Morgan Stanley Bullish on Machinery Industry
Investing.com — Morgan Stanley is optimistic about the machinery industry, raising its sector rating to “attractive” for 2025, attributed to improved clarity on key equipment cycles.
The brokerage has upgraded CNH Industrial NV (NYSE:CNH) and Timken Company (NYSE:TKR) to “overweight,” favoring these “value” plays for their de-risked profiles. It raised the target price for CNH from $11 to $16.5 and increased Timken’s target price by $11 to $93.
Morgan Stanley mentioned three key themes driving 2025 performance: equipment cycle positioning, valuations, and the potential impacts of a Trump presidency. The firm prefers North American commercial vehicles and agricultural equipment, while noting that construction equipment faces significant challenges.
The firm maintains an “overweight” rating on Cummins (NYSE:CMI), Paccar (NASDAQ:PCAR), Wabtec, Deere (NYSE:DE), and Martin Marietta, while being “underweight” on Caterpillar (NYSE:CAT), Terex (NYSE:TEX), Lincoln Electric, and Donaldson.
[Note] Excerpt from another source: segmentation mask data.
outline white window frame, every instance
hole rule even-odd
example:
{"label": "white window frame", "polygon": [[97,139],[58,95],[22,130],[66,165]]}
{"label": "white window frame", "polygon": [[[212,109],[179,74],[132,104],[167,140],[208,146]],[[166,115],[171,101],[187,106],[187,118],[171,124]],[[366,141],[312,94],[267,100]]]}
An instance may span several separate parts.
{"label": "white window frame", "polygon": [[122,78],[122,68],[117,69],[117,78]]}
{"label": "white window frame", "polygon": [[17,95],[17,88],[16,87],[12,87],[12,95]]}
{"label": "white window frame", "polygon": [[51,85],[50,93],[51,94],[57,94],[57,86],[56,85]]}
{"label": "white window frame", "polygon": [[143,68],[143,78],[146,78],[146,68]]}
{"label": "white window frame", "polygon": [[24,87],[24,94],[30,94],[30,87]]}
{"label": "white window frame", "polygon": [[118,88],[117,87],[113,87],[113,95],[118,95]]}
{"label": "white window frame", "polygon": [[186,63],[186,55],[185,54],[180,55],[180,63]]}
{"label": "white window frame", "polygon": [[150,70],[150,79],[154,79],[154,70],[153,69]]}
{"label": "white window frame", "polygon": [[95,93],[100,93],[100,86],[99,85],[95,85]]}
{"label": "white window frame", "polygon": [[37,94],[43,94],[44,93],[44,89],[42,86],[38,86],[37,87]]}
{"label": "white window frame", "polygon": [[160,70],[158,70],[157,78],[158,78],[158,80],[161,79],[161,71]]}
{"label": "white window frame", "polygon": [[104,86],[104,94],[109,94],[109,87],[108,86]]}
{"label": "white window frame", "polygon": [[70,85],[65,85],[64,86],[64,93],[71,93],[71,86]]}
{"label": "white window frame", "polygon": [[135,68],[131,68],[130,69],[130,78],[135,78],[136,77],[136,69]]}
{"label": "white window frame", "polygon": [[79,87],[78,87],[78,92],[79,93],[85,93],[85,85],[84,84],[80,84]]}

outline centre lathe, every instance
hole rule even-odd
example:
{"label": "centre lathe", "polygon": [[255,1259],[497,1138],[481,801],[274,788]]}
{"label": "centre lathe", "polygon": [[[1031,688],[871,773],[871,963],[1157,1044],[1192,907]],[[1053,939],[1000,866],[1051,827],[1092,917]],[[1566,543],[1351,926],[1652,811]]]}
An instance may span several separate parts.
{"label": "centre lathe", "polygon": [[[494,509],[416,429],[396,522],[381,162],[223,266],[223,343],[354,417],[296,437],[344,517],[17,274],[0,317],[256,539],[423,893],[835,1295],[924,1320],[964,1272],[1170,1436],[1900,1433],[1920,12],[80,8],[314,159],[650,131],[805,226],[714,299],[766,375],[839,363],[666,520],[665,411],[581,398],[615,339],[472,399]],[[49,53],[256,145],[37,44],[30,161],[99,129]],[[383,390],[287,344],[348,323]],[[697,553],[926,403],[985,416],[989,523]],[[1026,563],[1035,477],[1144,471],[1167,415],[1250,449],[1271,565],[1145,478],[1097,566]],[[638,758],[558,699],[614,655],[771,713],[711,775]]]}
Additionally, the note flagged macroeconomic and geopolitical risks associated with a Trump presidency, including trade uncertainty, inflation, and a strong U.S. dollar. However, Morgan Stanley identifies rental equipment firms like United Rentals (NYSE:URI) and WSC, as well as aggregates companies Martin Marietta and Vulcan, as well-positioned due to their U.S.-focused sales and pricing power.